I have deliberately emphasised political issues within countries and the familiar difficulty of managing  change when many people benefit a little and a few people incur significant adjustment costs. However, those issues occur in a context where countries are interdependent. And that interdependence constrains their choices as they seek economic prosperity, security, and social goals such as human rights, while they respond to innovation and prepare for the future. Foreign policy is not an optional extra; it is a core part of policy development and implementation.


Foreign policy is, however, not the preserve of diplomats. The agenda of international economic issues, tariffs, subsidies, government procurement, standards, sanitary and phyto-sanitary requirements, professional licensing, investment, services and digitalization, means that the entire regulatory regime is involved. Economies will naturally focus of those parties with whom there are most interactions but the growth of international production networks inevitably widens the group of relevant parties. Bilateral agreements become less common than regional agreements, and the compatibility of regional agreements highlights the importance of the multilateral agreement.


A similar argument can be made for any element of policy – security, environmental, etc. It is clearly better that issues should not always be considered as new and distinct. Some can be foreseen and preparation made for them in advance. There can be international rules.


There is no doubt about the importance of rules. What can be disputed is the content of the rules, and especially how rules should be adapted to changing circumstances. Stable international rules have to be made and maintained by agreement. Small economies are naturally predisposed to favour rules – although not necessarily the precise content favoured by other parties – while large economies are more likely to think they can impose their views on others. Even they are constrained by other large economies and by the cost of monitoring and enforcing rules on reluctant partners.

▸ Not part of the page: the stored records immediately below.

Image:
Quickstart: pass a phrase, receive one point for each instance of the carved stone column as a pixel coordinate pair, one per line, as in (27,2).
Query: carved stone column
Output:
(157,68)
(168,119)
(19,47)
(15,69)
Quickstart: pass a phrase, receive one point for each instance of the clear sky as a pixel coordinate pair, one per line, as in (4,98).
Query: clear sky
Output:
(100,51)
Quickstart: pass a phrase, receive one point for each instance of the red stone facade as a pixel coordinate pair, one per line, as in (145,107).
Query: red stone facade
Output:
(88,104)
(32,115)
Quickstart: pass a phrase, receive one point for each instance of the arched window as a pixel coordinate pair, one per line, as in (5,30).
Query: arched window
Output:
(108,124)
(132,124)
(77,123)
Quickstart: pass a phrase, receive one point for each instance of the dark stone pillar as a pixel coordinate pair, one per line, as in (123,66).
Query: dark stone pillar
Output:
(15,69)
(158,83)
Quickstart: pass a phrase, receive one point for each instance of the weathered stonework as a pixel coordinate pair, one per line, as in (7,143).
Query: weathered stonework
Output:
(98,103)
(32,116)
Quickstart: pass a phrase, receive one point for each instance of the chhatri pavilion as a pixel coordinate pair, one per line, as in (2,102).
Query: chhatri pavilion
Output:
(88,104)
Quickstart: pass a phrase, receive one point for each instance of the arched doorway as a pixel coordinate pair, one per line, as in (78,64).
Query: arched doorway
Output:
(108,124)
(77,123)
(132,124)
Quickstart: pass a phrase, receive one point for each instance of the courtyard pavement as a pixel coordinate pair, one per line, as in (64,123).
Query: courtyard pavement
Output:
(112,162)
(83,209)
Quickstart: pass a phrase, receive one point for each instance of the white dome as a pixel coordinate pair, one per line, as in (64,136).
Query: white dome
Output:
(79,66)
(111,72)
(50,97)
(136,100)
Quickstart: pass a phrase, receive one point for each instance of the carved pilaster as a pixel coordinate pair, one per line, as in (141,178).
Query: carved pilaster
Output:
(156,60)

The rules for different policy domains obviously have to be consistent. And disagreements in any area will obviously flow into the attitudes and feelings of confidence which influence efforts to reach agreement in other areas. International negotiations will never be free from disagreement and even conflict any more than will any national political debate. But it is sensible to aim for consensus and acquiescence in compromise.


The immediate objective should be intense scepticism of any proposal to weaponise any one area of policy in pursuit of distinct policy objectives. The first step is to scrutinize effectiveness. It pays to remember that British efforts in the eighteenth and early nineteenth centuries to maintain its monopoly of textile machinery by prohibiting exports were unsuccessful. Repetition of failure is seldom worthwhile. It pays also to consider unintended consequences. The satisfaction of imposing hardship on an opponent dissipates when those most affected are not the intended target, but friends or even the imposer.


Above all, the underlying analysis has to be correct. The Covid pandemic caused interruptions to some supplies but international production networks, especially in Asia, proved to be resilient. The terminology of “production network” draws attention to the availability of substitutes and alternatives in a way that “supply chain” or “value chain” does not, and thereby is a more realistic representation of reality.


And ability to draw on a wide range of alternatives is likely to be much more secure than a retreat to autarchy.